Jane Bwye

The Gift


A Christmas Story


Moses trundles a rickety toy bicycle behind him outside his family home. He made the toy himself, from wire found at a building site. It kicks up the dust where chickens scratch and peck for food. It is hot, so hot, all he's wearing is a pair of underpants; and the sweat drips in rivulets down his arms.

His mother appears with his only pair of trousers, to go to church. He doesn't want to go. All he ever wanted was a toy truck so he could practice being like his father, whom he hardly ever sees, because he’s a driver in the big city.
But his mum insists. "You can ask God for one," she says, fastening the buttons on his best check shirt. "Christmas is coming." Moses hadn’t thought of that. He might just give it a try.
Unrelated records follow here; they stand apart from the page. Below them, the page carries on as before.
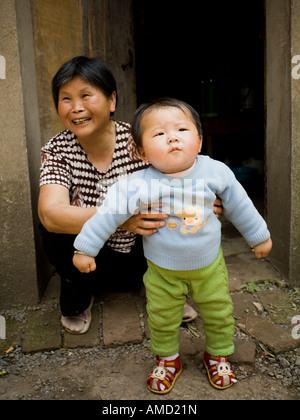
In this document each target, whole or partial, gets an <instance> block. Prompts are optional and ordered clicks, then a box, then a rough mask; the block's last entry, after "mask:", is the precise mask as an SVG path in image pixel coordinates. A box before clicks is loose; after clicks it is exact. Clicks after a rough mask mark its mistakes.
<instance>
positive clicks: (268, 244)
mask: <svg viewBox="0 0 300 420" xmlns="http://www.w3.org/2000/svg"><path fill="white" fill-rule="evenodd" d="M272 246H273V243H272V239H271V238H269V239H268V240H267V241H265V242H262V243H261V244H258V245H256V246H254V247H253V249H254V252H255V256H256V258H258V259H260V258H266V257H267V256H268V255H269V253H270V252H271V249H272Z"/></svg>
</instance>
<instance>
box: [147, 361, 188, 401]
mask: <svg viewBox="0 0 300 420" xmlns="http://www.w3.org/2000/svg"><path fill="white" fill-rule="evenodd" d="M156 362H157V365H156V366H155V367H154V369H153V371H152V372H151V373H150V374H149V376H148V378H147V385H148V388H149V389H150V391H152V392H154V393H156V394H167V393H168V392H170V391H171V389H172V388H173V386H174V384H175V381H176V379H177V378H178V376H179V375H180V374H181V372H182V366H181V362H180V359H179V357H177V358H176V359H174V360H160V359H159V357H156ZM168 368H174V369H175V372H174V373H172V372H171V371H170V370H168Z"/></svg>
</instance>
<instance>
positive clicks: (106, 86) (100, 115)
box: [38, 57, 222, 334]
mask: <svg viewBox="0 0 300 420" xmlns="http://www.w3.org/2000/svg"><path fill="white" fill-rule="evenodd" d="M52 94H53V99H54V103H55V106H56V110H57V112H58V115H59V117H60V119H61V121H62V123H63V124H64V126H65V130H64V131H62V132H61V133H59V134H57V135H56V136H54V137H53V138H52V139H51V140H50V141H49V142H48V143H47V144H46V145H45V146H44V147H43V148H42V166H41V176H40V195H39V204H38V212H39V217H40V220H41V222H42V225H43V226H44V228H45V229H43V231H44V238H45V241H44V243H45V248H46V251H47V253H48V256H49V259H50V261H51V262H52V264H53V265H54V266H55V267H56V270H57V272H58V274H59V275H60V277H61V296H60V305H61V312H62V317H61V322H62V324H63V326H64V327H65V328H66V330H67V331H69V332H71V333H75V334H83V333H85V332H87V331H88V329H89V326H90V322H91V312H90V310H91V306H92V303H93V299H92V295H93V294H95V293H97V290H99V288H100V289H101V290H103V289H105V288H107V287H109V285H110V284H111V283H112V286H113V287H116V285H117V284H118V283H119V285H122V286H124V287H126V286H132V285H135V284H138V283H140V282H141V279H142V276H143V274H144V272H145V271H146V262H145V259H144V256H143V252H142V246H141V241H140V240H139V237H137V236H136V234H138V235H152V234H153V233H155V232H156V231H157V229H159V228H160V227H162V226H164V225H165V222H164V219H166V218H167V217H168V216H167V215H166V214H164V213H158V214H153V213H151V212H149V213H147V214H137V215H135V216H133V217H132V218H131V219H130V220H128V221H127V222H126V223H125V224H124V225H123V226H121V227H120V228H119V229H118V230H117V232H116V233H115V234H114V235H113V236H112V237H111V238H110V240H109V241H108V242H107V244H106V246H105V247H104V248H103V249H102V251H101V252H100V254H99V255H98V257H97V260H96V262H97V267H98V269H97V270H96V271H95V272H93V273H90V274H88V275H86V274H82V273H80V272H79V271H78V270H77V269H76V268H75V267H74V266H73V264H72V257H73V252H74V248H73V242H74V239H75V235H77V234H78V233H79V232H80V231H81V228H82V226H83V224H84V223H85V222H86V220H88V219H89V218H90V217H91V216H92V215H93V214H94V213H95V212H96V211H97V206H99V205H101V203H102V202H103V200H104V198H105V196H106V194H107V191H108V189H109V187H110V186H111V185H112V184H114V183H115V182H116V181H117V179H119V177H120V176H123V175H125V174H130V173H133V172H135V171H138V170H140V169H143V168H145V167H146V165H145V163H144V162H142V161H141V160H140V159H139V158H138V157H137V156H135V154H134V149H133V148H132V145H131V142H130V130H129V128H130V127H129V124H127V123H124V122H119V121H114V120H113V119H112V116H113V115H114V112H115V110H116V106H117V99H118V97H117V87H116V81H115V79H114V76H113V74H112V72H111V71H110V69H109V68H108V66H107V65H106V64H105V63H104V62H102V61H101V60H99V59H97V58H87V57H75V58H73V59H71V60H70V61H68V62H67V63H65V64H64V65H63V66H62V67H61V68H60V69H59V70H58V72H57V73H56V75H55V77H54V78H53V81H52ZM219 204H220V203H219ZM220 211H222V210H220V208H219V210H218V209H216V212H220ZM66 261H67V262H66ZM110 279H112V282H111V280H110ZM185 311H186V312H187V314H186V318H188V319H192V318H193V317H195V315H196V314H195V313H194V312H193V310H192V308H190V307H188V306H186V307H185Z"/></svg>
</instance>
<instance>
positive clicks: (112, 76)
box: [52, 56, 118, 115]
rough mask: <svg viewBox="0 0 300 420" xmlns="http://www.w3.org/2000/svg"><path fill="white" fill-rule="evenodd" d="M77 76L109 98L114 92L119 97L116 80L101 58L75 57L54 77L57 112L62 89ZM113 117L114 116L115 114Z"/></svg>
mask: <svg viewBox="0 0 300 420" xmlns="http://www.w3.org/2000/svg"><path fill="white" fill-rule="evenodd" d="M77 76H79V77H82V78H83V79H85V80H87V81H88V82H89V83H90V84H91V85H93V86H96V87H97V88H99V89H100V90H101V91H102V92H103V94H104V95H105V96H106V97H107V98H110V97H111V95H112V93H113V92H116V95H117V97H118V93H117V83H116V80H115V78H114V75H113V73H112V71H111V69H110V68H109V67H108V65H107V64H106V63H105V62H104V61H102V60H100V59H99V58H88V57H84V56H79V57H74V58H72V59H71V60H69V61H67V62H66V63H64V64H63V65H62V66H61V67H60V69H59V70H58V72H57V73H56V75H55V76H54V77H53V80H52V95H53V100H54V104H55V107H56V110H57V109H58V97H59V90H60V88H61V87H62V86H63V85H64V84H65V83H67V82H69V81H70V80H72V79H74V78H75V77H77ZM111 115H113V112H112V113H111Z"/></svg>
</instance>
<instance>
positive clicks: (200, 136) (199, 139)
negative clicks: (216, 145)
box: [198, 136, 203, 153]
mask: <svg viewBox="0 0 300 420" xmlns="http://www.w3.org/2000/svg"><path fill="white" fill-rule="evenodd" d="M199 140H200V141H199V152H198V153H200V152H201V149H202V143H203V136H199Z"/></svg>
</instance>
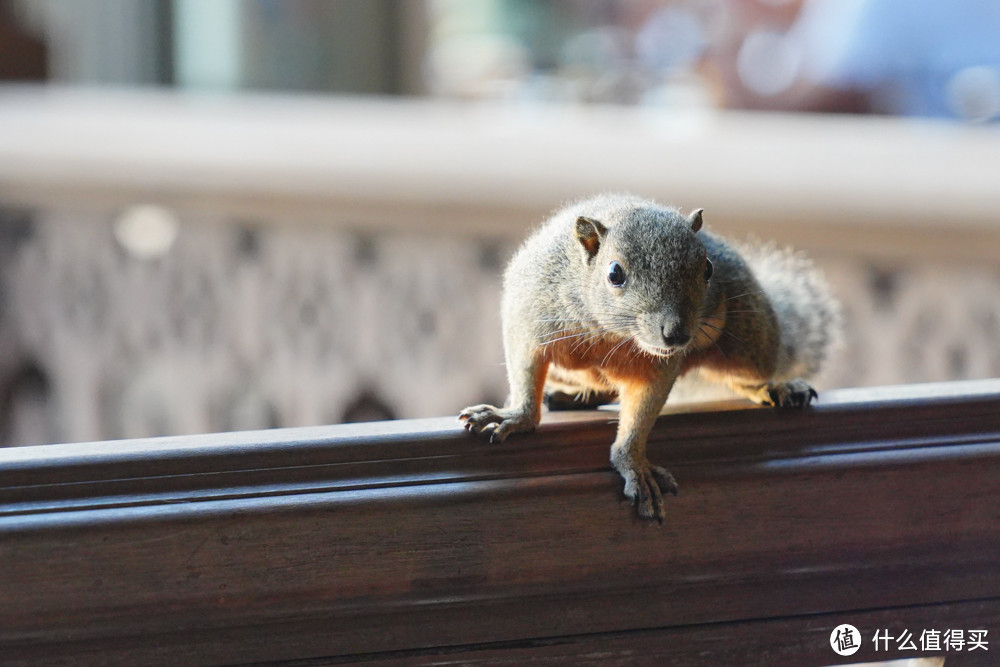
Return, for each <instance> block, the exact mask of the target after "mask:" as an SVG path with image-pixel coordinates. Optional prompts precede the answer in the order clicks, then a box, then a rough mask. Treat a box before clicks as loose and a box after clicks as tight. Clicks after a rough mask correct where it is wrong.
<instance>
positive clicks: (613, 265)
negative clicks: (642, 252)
mask: <svg viewBox="0 0 1000 667" xmlns="http://www.w3.org/2000/svg"><path fill="white" fill-rule="evenodd" d="M625 280H626V278H625V269H623V268H622V265H621V264H619V263H618V262H617V261H614V262H611V265H610V266H608V282H609V283H611V286H612V287H623V286H624V285H625Z"/></svg>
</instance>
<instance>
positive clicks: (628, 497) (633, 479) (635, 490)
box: [611, 455, 677, 523]
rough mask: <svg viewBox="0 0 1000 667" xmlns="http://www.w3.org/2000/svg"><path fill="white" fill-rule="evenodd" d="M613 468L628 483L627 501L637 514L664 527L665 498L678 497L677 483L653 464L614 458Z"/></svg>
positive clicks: (633, 459)
mask: <svg viewBox="0 0 1000 667" xmlns="http://www.w3.org/2000/svg"><path fill="white" fill-rule="evenodd" d="M611 464H612V465H613V466H614V467H615V470H617V471H618V474H620V475H621V476H622V479H624V480H625V497H626V498H628V499H629V500H631V501H632V504H633V505H635V508H636V512H637V513H638V514H639V516H640V517H641V518H643V519H648V520H652V519H656V520H657V521H658V522H659V523H663V520H664V519H665V518H666V510H665V509H664V506H663V495H664V494H665V493H672V494H673V495H675V496H676V495H677V481H676V480H675V479H674V476H673V475H671V474H670V473H669V472H667V469H666V468H661V467H660V466H655V465H652V464H650V462H649V461H647V460H645V459H641V460H638V461H637V460H635V459H632V458H629V457H615V456H614V455H612V459H611Z"/></svg>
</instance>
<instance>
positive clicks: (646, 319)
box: [459, 194, 840, 522]
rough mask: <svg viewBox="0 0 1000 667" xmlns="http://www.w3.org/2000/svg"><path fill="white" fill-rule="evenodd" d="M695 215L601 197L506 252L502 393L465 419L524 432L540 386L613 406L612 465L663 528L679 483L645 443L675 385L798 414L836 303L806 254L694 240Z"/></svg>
mask: <svg viewBox="0 0 1000 667" xmlns="http://www.w3.org/2000/svg"><path fill="white" fill-rule="evenodd" d="M701 227H702V209H698V210H696V211H694V212H692V213H691V214H689V215H687V216H684V215H682V214H681V213H680V212H679V211H678V210H676V209H673V208H668V207H664V206H661V205H659V204H657V203H656V202H654V201H651V200H647V199H642V198H638V197H634V196H631V195H619V194H606V195H600V196H597V197H593V198H591V199H586V200H583V201H580V202H577V203H574V204H571V205H569V206H566V207H565V208H563V209H561V210H559V211H557V212H556V213H555V214H554V215H553V216H552V217H551V218H549V220H548V221H546V222H545V223H544V224H543V225H542V226H541V227H540V228H539V229H538V230H537V231H536V232H535V233H534V234H532V235H531V236H529V237H528V239H527V240H526V241H525V242H524V244H523V245H522V246H521V248H520V249H519V250H518V251H517V252H516V253H515V254H514V256H513V258H512V259H511V261H510V263H509V265H508V266H507V270H506V272H505V274H504V281H503V297H502V300H501V316H502V321H503V341H504V352H505V357H506V365H507V374H508V380H509V382H510V396H509V398H508V400H507V403H506V406H505V407H503V408H498V407H495V406H492V405H475V406H471V407H468V408H466V409H465V410H463V411H462V412H461V414H460V415H459V419H461V420H462V421H464V422H465V427H466V428H467V429H468V430H470V431H472V432H474V433H481V434H485V435H488V436H489V438H490V440H491V441H502V440H504V439H505V438H506V437H507V436H509V435H511V434H513V433H518V432H523V431H530V430H532V429H534V428H535V426H536V425H537V424H538V422H539V421H540V419H541V409H542V402H543V395H544V393H545V392H546V391H549V392H562V393H564V394H572V395H577V396H579V397H581V399H584V400H586V399H587V398H589V397H592V396H597V397H599V399H600V400H606V399H608V398H614V397H617V398H618V400H619V402H620V411H619V415H620V418H619V422H618V431H617V436H616V438H615V441H614V443H613V444H612V445H611V464H612V465H613V466H614V468H615V469H616V470H617V471H618V472H619V473H620V474H621V476H622V478H623V479H624V481H625V486H624V492H625V496H626V497H627V498H629V499H630V500H631V501H632V502H633V503H634V504H635V506H636V508H637V511H638V514H639V516H640V517H642V518H644V519H656V520H658V521H660V522H662V521H663V519H664V503H663V494H665V493H673V494H676V493H677V483H676V481H675V480H674V478H673V476H672V475H671V474H670V473H669V472H667V470H665V469H664V468H661V467H660V466H656V465H651V464H650V463H649V461H648V460H647V458H646V439H647V437H648V435H649V432H650V430H651V429H652V427H653V423H654V422H655V421H656V418H657V416H658V415H659V413H660V410H661V409H662V407H663V405H664V402H665V401H666V399H667V396H668V394H669V393H670V390H671V388H672V387H673V386H674V382H675V381H676V380H677V379H678V377H680V376H682V375H684V374H685V373H687V372H689V371H692V370H695V369H697V370H698V371H699V373H700V376H701V378H702V379H707V380H709V381H713V382H719V383H722V384H724V385H726V386H728V387H729V388H730V389H731V390H732V391H734V392H735V393H737V394H738V395H740V396H745V397H747V398H749V399H751V400H752V401H755V402H757V403H760V404H767V405H775V406H781V407H785V406H796V407H799V406H806V405H809V403H810V402H811V401H812V400H813V399H814V398H816V396H817V394H816V391H815V390H814V389H813V388H812V386H811V385H809V384H808V383H807V382H806V381H805V379H804V378H806V377H809V376H810V375H812V374H814V373H816V372H817V371H818V370H819V367H820V365H821V363H822V362H823V360H824V359H825V358H826V356H827V354H828V351H829V349H830V347H831V344H832V343H833V341H834V340H835V338H836V336H837V331H838V328H839V324H840V315H839V308H838V306H837V304H836V302H835V301H834V299H833V297H832V296H831V293H830V289H829V287H828V285H827V284H826V282H825V280H824V279H823V277H822V276H821V274H820V273H819V272H818V271H817V270H816V269H815V268H814V267H813V266H812V264H811V263H810V262H809V261H808V260H806V259H804V258H802V257H801V256H798V255H795V254H792V253H790V252H788V251H782V250H777V249H775V248H771V247H765V246H756V247H755V246H737V245H735V244H732V243H730V242H727V241H724V240H723V239H721V238H720V237H718V236H716V235H714V234H711V233H709V232H708V231H700V230H701Z"/></svg>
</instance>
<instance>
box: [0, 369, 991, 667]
mask: <svg viewBox="0 0 1000 667" xmlns="http://www.w3.org/2000/svg"><path fill="white" fill-rule="evenodd" d="M732 407H745V406H709V407H708V408H705V407H702V408H700V409H695V410H688V411H686V412H684V411H681V412H677V413H674V414H668V415H665V416H663V417H661V419H660V420H659V422H658V423H657V426H656V428H655V430H654V433H653V436H652V438H651V441H650V454H651V458H652V459H653V460H655V461H658V462H660V463H663V464H665V465H667V467H669V468H670V469H671V470H672V471H673V473H674V474H675V476H676V477H677V478H678V481H679V482H680V485H681V493H680V495H679V496H678V497H677V498H671V499H670V500H669V507H668V520H667V522H666V524H665V525H664V526H662V527H657V526H650V525H645V524H643V523H641V522H639V521H638V520H637V519H635V518H634V517H633V515H632V511H631V509H630V508H629V507H628V506H626V505H625V504H624V503H623V502H622V501H621V490H620V481H619V480H618V479H617V477H616V475H615V474H614V473H613V472H611V471H610V469H609V468H608V463H607V454H608V444H609V443H610V441H611V438H612V436H613V432H614V424H613V423H611V422H610V419H609V418H612V417H613V413H606V412H600V413H588V414H585V415H582V416H581V415H568V416H557V415H546V417H545V419H544V420H543V425H542V427H541V428H539V430H538V431H537V432H536V433H533V434H530V435H527V436H524V437H521V438H512V439H511V440H509V441H508V442H505V443H504V444H502V445H492V446H491V445H488V444H486V443H482V442H480V441H479V440H476V439H473V438H471V436H469V435H468V434H466V433H465V432H464V431H462V430H461V428H460V427H459V425H458V424H457V422H455V421H454V420H452V419H441V420H421V421H414V422H405V421H404V422H389V423H383V424H373V425H354V426H335V427H323V428H305V429H289V430H279V431H264V432H248V433H231V434H216V435H205V436H192V437H184V438H167V439H158V440H145V441H122V442H111V443H91V444H84V445H79V444H77V445H53V446H45V447H26V448H17V449H11V450H0V600H3V601H4V602H3V604H2V605H0V663H3V664H7V663H9V664H29V663H37V662H38V661H39V660H41V659H42V658H44V661H45V663H46V664H88V663H101V664H136V663H142V664H182V663H183V664H232V663H255V662H266V661H295V660H309V661H310V662H308V663H304V664H337V663H338V662H343V661H347V660H369V661H375V662H383V663H386V664H394V663H400V664H403V663H405V664H410V663H412V664H427V663H431V662H435V661H445V662H449V661H451V662H460V663H473V664H475V663H480V664H500V663H507V664H525V663H528V662H533V661H537V662H538V663H550V664H579V663H580V662H581V661H582V662H584V663H586V662H588V661H589V662H591V664H596V663H604V662H608V663H611V664H666V663H665V662H664V660H666V657H665V656H669V657H670V659H669V660H666V662H667V663H669V664H678V665H687V664H691V665H694V664H705V662H703V661H702V659H703V658H705V659H707V657H709V656H710V657H711V659H712V660H714V661H715V662H714V663H713V664H755V663H754V662H753V661H752V660H750V658H749V657H748V656H753V655H760V656H767V660H766V661H763V660H762V662H766V664H770V665H803V664H817V665H820V664H835V663H837V662H838V660H836V658H837V656H836V655H834V654H833V653H832V651H830V649H829V645H828V638H829V632H830V631H831V630H832V629H833V627H835V626H836V625H837V624H838V623H840V622H852V623H854V624H855V625H857V626H858V627H859V628H860V629H861V630H862V632H863V634H864V635H865V638H866V640H869V639H870V635H871V633H873V632H874V630H875V629H876V627H883V625H885V626H889V627H892V626H898V627H900V628H903V627H907V626H908V627H909V629H910V630H915V631H918V632H919V630H920V629H924V628H930V629H933V628H934V627H935V625H934V624H942V625H943V624H957V625H954V627H964V628H973V627H984V628H987V629H989V630H990V635H992V636H993V637H994V638H995V637H996V636H1000V624H998V619H1000V565H998V564H1000V510H998V509H997V503H996V486H997V481H998V480H1000V417H998V415H1000V382H998V381H987V382H975V383H959V384H954V385H943V386H934V387H924V388H917V389H912V388H900V389H895V390H893V389H879V390H868V391H864V390H852V391H841V392H831V394H830V395H829V396H827V397H824V400H823V401H821V402H820V403H819V404H818V405H817V406H815V407H814V408H813V409H810V410H808V411H805V412H787V411H774V410H768V409H724V408H732ZM852 619H853V620H852ZM879 624H883V625H879ZM941 629H944V628H943V627H941ZM998 650H1000V649H998ZM859 655H861V654H859ZM871 655H874V654H873V653H872V654H871ZM871 655H869V656H868V657H871ZM587 656H590V657H587ZM907 656H908V654H906V653H902V654H898V655H897V656H896V657H907ZM855 657H857V656H855ZM875 657H879V656H875ZM909 657H912V655H910V656H909ZM956 657H958V658H959V659H963V658H964V659H966V660H971V659H974V658H976V656H974V655H971V654H970V655H965V656H956ZM313 660H317V661H318V662H315V663H314V662H311V661H313ZM748 660H750V661H748ZM843 662H848V660H846V659H842V660H841V663H843ZM952 664H954V663H951V662H950V663H949V666H950V665H952ZM968 664H979V663H975V662H970V663H968ZM983 664H985V663H983Z"/></svg>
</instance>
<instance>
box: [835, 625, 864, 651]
mask: <svg viewBox="0 0 1000 667" xmlns="http://www.w3.org/2000/svg"><path fill="white" fill-rule="evenodd" d="M830 646H831V648H833V651H834V653H836V654H837V655H854V654H855V653H857V652H858V649H859V648H861V632H860V631H859V630H858V629H857V628H856V627H854V626H853V625H850V624H849V623H844V624H843V625H838V626H837V627H835V628H834V629H833V632H831V633H830Z"/></svg>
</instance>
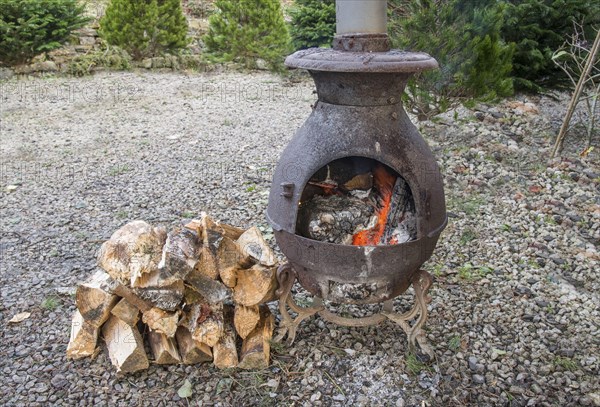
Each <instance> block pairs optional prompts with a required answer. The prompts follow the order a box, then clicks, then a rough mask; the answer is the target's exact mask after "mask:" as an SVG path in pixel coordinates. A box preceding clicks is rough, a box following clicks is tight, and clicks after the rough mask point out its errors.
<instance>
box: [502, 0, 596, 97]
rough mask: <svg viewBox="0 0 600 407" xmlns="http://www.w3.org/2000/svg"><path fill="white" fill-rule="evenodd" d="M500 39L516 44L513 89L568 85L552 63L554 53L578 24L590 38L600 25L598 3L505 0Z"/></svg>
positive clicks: (520, 0) (539, 88)
mask: <svg viewBox="0 0 600 407" xmlns="http://www.w3.org/2000/svg"><path fill="white" fill-rule="evenodd" d="M507 3H508V4H507V6H508V7H507V9H506V23H505V24H504V26H503V29H502V36H503V37H504V39H505V40H506V41H508V42H514V43H515V44H516V51H515V55H514V61H513V69H514V73H513V75H514V77H515V86H516V87H518V88H520V89H527V90H533V91H539V90H541V89H542V88H544V87H552V86H556V85H561V84H565V83H567V84H568V81H567V78H566V76H565V75H564V74H563V72H562V71H560V69H559V68H558V67H557V66H556V65H555V64H554V62H553V61H552V55H553V53H554V51H556V50H557V49H558V48H560V47H561V46H562V45H563V43H564V42H565V41H566V40H567V39H568V38H569V36H570V34H571V32H572V30H573V24H574V23H577V24H581V25H582V26H583V30H584V32H585V33H586V34H587V35H588V37H589V38H593V37H594V36H593V33H594V32H595V31H594V30H593V27H594V26H597V25H598V24H600V1H599V0H507Z"/></svg>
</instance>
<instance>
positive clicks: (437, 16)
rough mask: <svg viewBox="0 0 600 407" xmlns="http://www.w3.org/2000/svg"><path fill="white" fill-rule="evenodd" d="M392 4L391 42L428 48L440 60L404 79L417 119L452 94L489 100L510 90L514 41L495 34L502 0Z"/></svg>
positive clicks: (409, 101)
mask: <svg viewBox="0 0 600 407" xmlns="http://www.w3.org/2000/svg"><path fill="white" fill-rule="evenodd" d="M391 5H392V8H391V15H390V19H391V20H392V24H390V38H391V40H392V43H393V45H394V46H395V47H398V48H408V49H409V50H414V51H423V52H427V53H429V54H430V55H431V56H433V57H434V58H436V59H437V61H438V62H439V64H440V69H438V70H434V71H427V72H424V73H422V74H420V75H418V76H417V77H415V78H414V79H411V80H410V81H409V83H408V86H407V93H406V94H405V98H406V102H407V107H408V108H409V109H410V110H411V111H412V112H413V113H415V114H417V115H418V117H419V119H427V118H429V117H431V116H434V115H435V114H438V113H440V112H443V111H444V110H446V109H447V108H448V107H450V105H451V104H453V103H454V102H455V101H456V98H471V99H479V100H486V101H490V100H494V99H496V98H498V97H503V96H509V95H511V94H512V92H513V86H512V80H511V77H510V72H511V61H512V55H513V51H514V47H513V45H512V44H505V42H504V41H503V40H502V38H501V37H500V32H501V28H502V24H503V15H504V5H503V4H502V3H494V5H492V6H487V7H478V4H477V2H471V1H469V0H421V1H411V0H395V1H393V2H391Z"/></svg>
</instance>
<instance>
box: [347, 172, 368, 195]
mask: <svg viewBox="0 0 600 407" xmlns="http://www.w3.org/2000/svg"><path fill="white" fill-rule="evenodd" d="M343 187H344V189H346V190H347V191H353V190H355V189H360V190H365V191H366V190H368V189H370V188H372V187H373V174H372V173H371V172H370V171H369V172H365V173H364V174H358V175H356V176H354V177H353V178H352V179H350V180H349V181H347V182H346V183H344V184H343Z"/></svg>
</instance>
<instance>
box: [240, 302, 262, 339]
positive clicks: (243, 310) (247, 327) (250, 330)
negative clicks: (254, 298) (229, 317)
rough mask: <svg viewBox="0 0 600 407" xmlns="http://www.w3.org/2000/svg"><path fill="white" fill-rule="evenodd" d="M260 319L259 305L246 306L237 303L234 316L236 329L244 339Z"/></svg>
mask: <svg viewBox="0 0 600 407" xmlns="http://www.w3.org/2000/svg"><path fill="white" fill-rule="evenodd" d="M259 321H260V309H259V307H258V305H253V306H250V307H246V306H245V305H242V304H236V306H235V316H234V324H235V330H236V331H237V333H238V335H239V336H240V337H241V338H242V339H245V338H246V337H247V336H248V334H250V332H252V331H253V330H254V328H256V325H258V322H259Z"/></svg>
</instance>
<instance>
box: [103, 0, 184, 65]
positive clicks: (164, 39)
mask: <svg viewBox="0 0 600 407" xmlns="http://www.w3.org/2000/svg"><path fill="white" fill-rule="evenodd" d="M100 35H101V36H102V38H104V39H105V40H106V42H107V43H109V44H111V45H116V46H118V47H121V48H123V49H124V50H126V51H127V52H128V53H129V54H130V55H131V56H132V57H133V59H135V60H140V59H143V58H148V57H153V56H157V55H160V54H161V53H164V52H166V51H177V50H180V49H182V48H185V47H186V46H187V44H188V38H187V20H186V18H185V16H184V15H183V11H182V9H181V1H180V0H112V1H111V3H110V4H109V6H108V7H107V8H106V14H105V16H104V17H103V18H102V20H101V21H100Z"/></svg>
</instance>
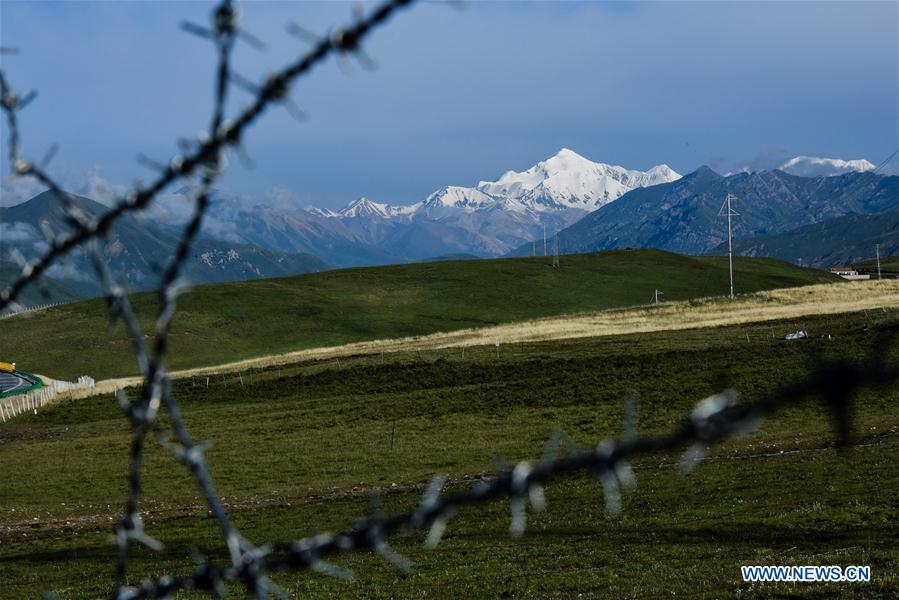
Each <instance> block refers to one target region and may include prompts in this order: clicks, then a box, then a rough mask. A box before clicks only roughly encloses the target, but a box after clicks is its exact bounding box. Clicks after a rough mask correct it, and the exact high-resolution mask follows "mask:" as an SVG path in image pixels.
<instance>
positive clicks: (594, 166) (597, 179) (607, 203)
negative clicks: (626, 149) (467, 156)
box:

About eight months earlier, in faraway Eastbourne, the Brown family were worried because they hadn’t heard from Uncle Joe for months. He went to Africa many years ago, and never came back. Although they sent him a parcel of clothes every year, two Christmases have gone by without a word.

His favourite nephew, Billy, played quietly upstairs in his room, listening to them packing a parcel.

“Is it worth even sending it?” said his mother.

“Let’s try just this once more,” replied his Dad. “You never know.”

Billy rummaged in his cupboard, and dug out a large, dented tin truck, its paint scratched from lots of use. He could hardly remember what colour it was. It was the last present Uncle Jo gave him before he went to Africa. It was precious.

If he sent the truck to Uncle Joe with the clothes, perhaps Uncle Joe would remember him?

That night, Billy crept down the stairs, careful not to bang the toy against the bannisters and wake his parents. The big box of clothes stood there, not yet sealed. He rummaged through, almost to the bottom, pushing the clothes apart enough to make a space. Lovingly, he placed the truck amongst them, and piled more clothes on top, pressing them down. There.

Billy went back to bed.

He waited – and waited – many days – and months.

Father Joe Brown stands in the warehouse surrounded by twelve boxes of donations for the twelve villages in his parish, covering hundreds of square miles. He is exhausted. He’s always exhausted at Christmas time. His team of willing workers has dwindled. Everybody seems to be sick with malaria. He has no time to sort through the donations.

He wipes his brow, and a gleam of sweat trickles down his arm. Thank goodness his sabbatical leave is due next year. He must let his family in the UK know. Had he even written to them last year? He couldn’t remember.

He rummages in his desk and pulling out a marker pen, goes to each box and scribbles a village name. He usually opened the boxes and sorted the gifts, but there is no time now. It is the best he can do. Joram, his driver, will distribution them over the next few weeks.

It is Christmas day, and once more Moses is bundled into his best clothes. They are too small for him, and he grumbles, hanging back. His Dad grabs his hand and pulls him on.

“I’m sure we’ll find a new suit of clothes especially for you at the church,” he says. I delivered a big box there last week.”

But Moses doesn’t want new clothes. He’s been busy making himself a wire car to play with, and is keen to get on with it. The service is boring, although he enjoys the carols and the sweets which are handed out. He stands in front of the crib, where the three wise men are offering their gifts to the baby, lying in a manger. One of the men comes from Africa. Moses wonders what kind of present he will be able to bring for Jesus when he grows up.

All the mothers come to the front of the church at the end, crowding round as the box from 'UKAY' is opened.  They rummage through the contents, sharing them out between the families.

“What’s this?” says his Mum, pulling out a large rusty object. A sharp edge pulls at a thread of a jumper as she extracts it. Moses’s eyes grow wide with astonishment. He runs forward, remembering his urgent prayer to God for a truck just like his dad’s.

“I’ll have it – it’s mine,” he says. “I asked God for it, and He answered my prayer!”

Bending over the precious toy, he didn’t notice the scratched paint and dented sides. It was exactly what he’d always dreamed of having.